A story in today’s paper, covering the administration’s “response” to North Korea’s missile test yesterday, gave the illusion of action in the face of international peril.
The Times reports that Obama called for new U.N. sanctions (which haven’t worked in the past). Our bold and decisive leader also “laid out a new approach to American nuclear disarmament policy — one intended to strengthen the United States and its allies in halting proliferation.”
Further down in the story, The Times explains that this “new approach” would consist of the United States reducing its stockpile of nuclear weapons and signing the Comprehensive Test Ban Treaty, strenuously resisted by Congress in the past.
In other words, if the United States voluntarily reduces its stockpile and limits its own weapons development, that will somehow convince our “reluctant allies” to begin enforcing sanctions against North Korea and Iran.
This The Times reported with a straight face.
But the reason the Europeans will have no part of trying to stop Kim Jong-il and Ahmadinejad is because they have the backbones of squid and will do literally anything to avoid a confrontation.
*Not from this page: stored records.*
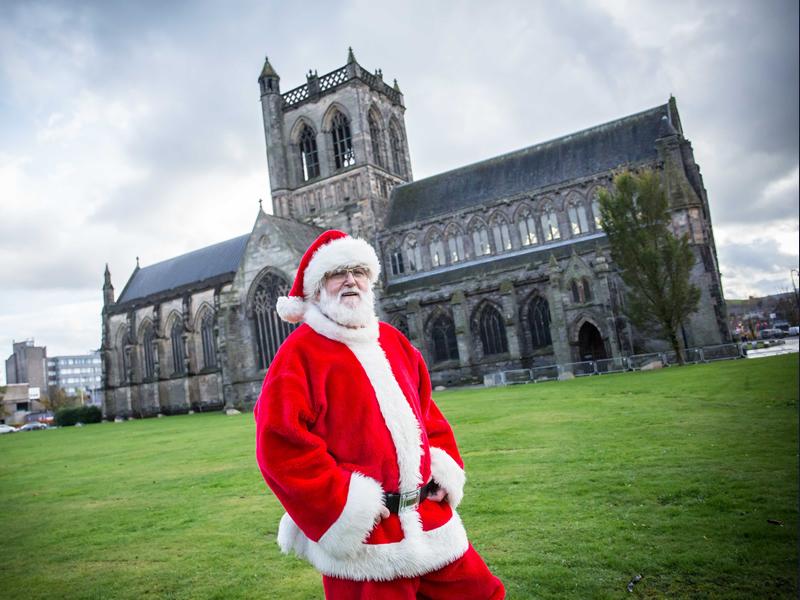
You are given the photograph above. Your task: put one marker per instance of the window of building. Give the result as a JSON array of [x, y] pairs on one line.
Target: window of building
[[581, 291], [436, 248], [148, 348], [401, 324], [309, 157], [550, 226], [342, 142], [502, 240], [375, 138], [207, 338], [443, 336], [269, 328], [596, 214], [412, 253], [527, 229], [492, 331], [539, 322], [397, 262], [178, 352], [455, 246], [480, 241], [398, 156], [577, 219]]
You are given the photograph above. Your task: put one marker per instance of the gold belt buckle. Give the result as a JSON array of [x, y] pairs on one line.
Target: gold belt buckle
[[408, 500]]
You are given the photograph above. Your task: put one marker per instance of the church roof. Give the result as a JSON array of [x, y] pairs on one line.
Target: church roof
[[628, 140], [207, 263]]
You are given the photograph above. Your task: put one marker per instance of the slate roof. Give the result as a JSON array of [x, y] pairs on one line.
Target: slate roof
[[628, 140], [193, 267]]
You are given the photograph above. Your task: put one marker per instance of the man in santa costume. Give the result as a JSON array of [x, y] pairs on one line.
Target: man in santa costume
[[350, 441]]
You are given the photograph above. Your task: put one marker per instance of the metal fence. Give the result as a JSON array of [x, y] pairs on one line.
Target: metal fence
[[635, 362]]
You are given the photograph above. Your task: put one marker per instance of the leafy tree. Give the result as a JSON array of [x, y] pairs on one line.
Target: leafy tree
[[655, 264]]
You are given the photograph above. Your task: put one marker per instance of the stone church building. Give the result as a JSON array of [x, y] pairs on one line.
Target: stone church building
[[493, 266]]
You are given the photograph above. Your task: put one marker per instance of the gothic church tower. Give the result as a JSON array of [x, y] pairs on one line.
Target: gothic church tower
[[336, 146]]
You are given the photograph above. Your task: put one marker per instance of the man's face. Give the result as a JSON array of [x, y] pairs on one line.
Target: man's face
[[348, 286]]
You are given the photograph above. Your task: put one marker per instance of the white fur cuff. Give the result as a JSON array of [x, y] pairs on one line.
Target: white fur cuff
[[448, 475], [364, 501]]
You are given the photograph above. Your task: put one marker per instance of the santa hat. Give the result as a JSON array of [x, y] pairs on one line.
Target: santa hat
[[331, 251]]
Obama thinks cutting the legs out from under our own nuclear program will impress the Europeans with our sincerity and motivate them to action — a laughable premise that The Times finds entirely persuasive.
To show just how clueless this administration is, Secretary of Defense Robert Gates is poised to announce deep cuts in our missile defense program — which The Times will also report as another stroke of genius by our action-oriented president.
Hey, maybe if we scrap our entire nuclear arsenal that will really demonstrate our sincerity and convince the Europeans to take their heads out of the sand. Maybe not.